Problems

Prove that, if \(\alpha + \beta + \gamma = 360^\circ\), \[ \cos^2\alpha + \cos^2\beta + \cos^2\gamma - 2\cos\alpha\cos\beta\cos\gamma = 1. \] If the cosines of the angles of a plane quadrilateral are \(c_1, c_2, c_3, c_4\), prove that \[ \Sigma c_1^4 - 2\Sigma c_1^2 c_2^2 + 4 c_1^2 c_2^2 c_3^2 - 4c_1c_2c_3c_4 (\Sigma c_1^2 - 2) = 0. \]

Find \[ \lim_{x\to 0} \frac{(1+x)^{1/x}-e}{x}. \]

A solid cylinder of weight \(w\) and of radius \(R\) rests with its axis vertical on a rough horizontal plane. If the coefficient of friction between the surfaces in contact be \(\mu\), shew that the couple required to rotate the cylinder about its axis is \(\frac{2}{3}\mu w R\), assuming that the normal pressure on the base of the cylinder is uniformly distributed over the area of the base. Find also what couple will be required if it be assumed that the normal pressure per unit area of the base varies inversely as the distance from the axis of the cylinder.

Prove that two conics which intersect in four distinct points have one and only one common self-polar triangle. Two parabolas touch the sides of a triangle \(ABC\) and intersect one another in \(P, Q, R, S\). Prove that the line joining any two of the points \(P, Q, R, S\) passes through one of the vertices of the triangle formed by the lines through the vertices of \(ABC\) parallel to the opposite sides.

Prove that \[ \cos\alpha + \cos(\alpha+\beta) + \cos(\alpha+2\beta) + \dots + \cos\{\alpha+(n-1)\beta\} = \cos\left(\alpha + \frac{n-1}{2}\beta\right) \sin\frac{n\beta}{2} \text{cosec}\frac{\beta}{2}. \] Shew that, if \(\alpha = \frac{\pi}{17}\), then \[ 16 \cos3\alpha \cos5\alpha \cos7\alpha \cos11\alpha = -1. \]

State the energy test of stability of equilibrium. A uniform rod of length \(l\) is attached by small rings at its ends to a smooth wire in the form of a parabola of latus rectum \(a\) placed with its axis vertical and vertex downwards. Prove that, if \(a

Obtain an expression for the potential energy stored in a stretched elastic string. A catapult consists of a light elastic string, of modulus \(\lambda\) and unstretched length \(2l_0\), connected to fixed points \(A\) and \(B\) at the same level. At the centre of the string is attached a small socket of mass \(m_1\) for holding the projectile. The socket is pulled down along a line bisecting \(AB\) at right angles until the string has a total length \(2l_1\) and projects vertically a stone of mass \(m_2\). Shew that, apart from air resistance, the stone would rise to a height \[ \frac{\lambda(l_1-l_0)^2}{(m_1+m_2)gl_1} \] above the point of release, assuming that it leaves the socket.

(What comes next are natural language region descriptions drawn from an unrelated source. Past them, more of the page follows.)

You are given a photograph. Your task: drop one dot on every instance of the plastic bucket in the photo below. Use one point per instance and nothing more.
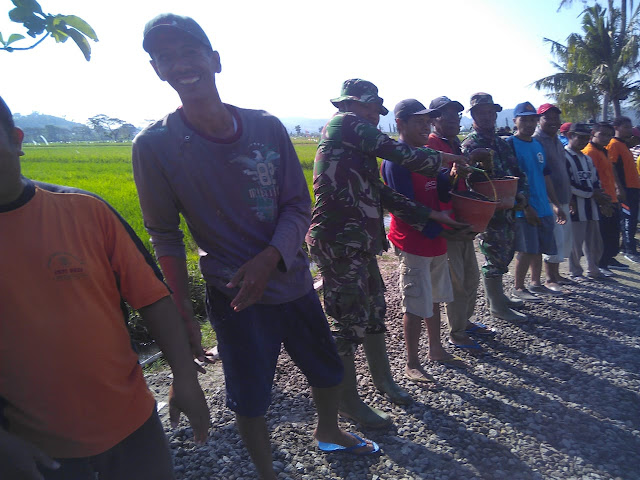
(502, 190)
(473, 211)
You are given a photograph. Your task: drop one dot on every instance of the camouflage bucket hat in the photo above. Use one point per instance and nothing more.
(359, 90)
(482, 98)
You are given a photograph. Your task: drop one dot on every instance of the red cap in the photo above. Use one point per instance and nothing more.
(545, 107)
(564, 128)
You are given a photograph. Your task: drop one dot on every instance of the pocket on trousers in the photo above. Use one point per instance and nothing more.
(411, 283)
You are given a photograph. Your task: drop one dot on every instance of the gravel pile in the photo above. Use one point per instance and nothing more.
(555, 397)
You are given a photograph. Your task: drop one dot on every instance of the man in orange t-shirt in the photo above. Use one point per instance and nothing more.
(625, 167)
(74, 404)
(601, 135)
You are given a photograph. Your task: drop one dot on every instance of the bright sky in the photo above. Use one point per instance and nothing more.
(290, 57)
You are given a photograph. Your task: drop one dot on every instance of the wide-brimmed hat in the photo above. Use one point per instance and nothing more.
(361, 91)
(440, 102)
(482, 98)
(545, 107)
(171, 21)
(525, 109)
(411, 106)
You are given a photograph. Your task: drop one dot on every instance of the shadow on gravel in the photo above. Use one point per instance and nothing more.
(450, 432)
(536, 407)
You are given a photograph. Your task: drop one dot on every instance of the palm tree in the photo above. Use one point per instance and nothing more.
(601, 63)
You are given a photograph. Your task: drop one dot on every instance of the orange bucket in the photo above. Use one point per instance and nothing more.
(474, 211)
(503, 190)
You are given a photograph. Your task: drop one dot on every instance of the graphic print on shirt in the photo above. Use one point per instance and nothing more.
(260, 167)
(66, 266)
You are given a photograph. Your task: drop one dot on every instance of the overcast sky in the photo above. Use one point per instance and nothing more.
(291, 57)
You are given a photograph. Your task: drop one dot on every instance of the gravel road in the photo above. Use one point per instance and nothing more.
(555, 397)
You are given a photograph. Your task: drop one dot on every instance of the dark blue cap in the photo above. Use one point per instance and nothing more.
(525, 109)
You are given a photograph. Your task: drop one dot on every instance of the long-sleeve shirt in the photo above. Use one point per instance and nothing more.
(349, 193)
(237, 196)
(584, 180)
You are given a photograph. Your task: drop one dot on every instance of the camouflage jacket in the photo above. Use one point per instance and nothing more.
(505, 162)
(349, 193)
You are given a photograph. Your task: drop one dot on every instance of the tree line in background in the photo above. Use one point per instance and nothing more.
(99, 128)
(598, 68)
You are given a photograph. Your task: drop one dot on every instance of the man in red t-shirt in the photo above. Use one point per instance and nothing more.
(424, 271)
(463, 264)
(96, 418)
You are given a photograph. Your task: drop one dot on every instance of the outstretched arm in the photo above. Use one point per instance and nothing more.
(163, 322)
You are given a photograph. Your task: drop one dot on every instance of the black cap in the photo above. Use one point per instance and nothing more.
(171, 21)
(580, 129)
(441, 102)
(6, 118)
(411, 106)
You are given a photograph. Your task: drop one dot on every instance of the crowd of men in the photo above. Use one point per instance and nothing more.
(234, 176)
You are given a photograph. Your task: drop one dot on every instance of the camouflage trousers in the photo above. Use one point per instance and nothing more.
(353, 293)
(497, 244)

Prove that the joins of mid-points of opposite edges of a tetrahedron meet in a point. Shew that, if the three joins are mutually perpendicular, then the four faces of the tetrahedron are congruent to each other, and conversely.

Find

1. [(i)] \(\displaystyle\int \cot^3 x \sin^5 x \, dx\),
2. [(ii)] \(\displaystyle\int \frac{dx}{x^4+x}\),
3. [(iii)] \(\displaystyle\int_0^\infty \frac{dx}{(x+1)^2\sqrt{x^2+1}}\).

A light elastic string of natural length \(a\) and modulus of elasticity \(\lambda\) is such that it will break when stretched to a tension \(T_0\), its length then being more than doubled and less than trebled. A particle of mass \(m\) is fastened to the middle point of the string which is stretched between two fixed points at a distance \(2a\) apart on a smooth horizontal plane. Prove that the least impulse applied to the particle in the direction of the string that will cause the string to break is \((T_0 - \lambda)\sqrt{(ma/\lambda)}\). Point out in what way the limits of extension corresponding to \(T_0\) affect the problem.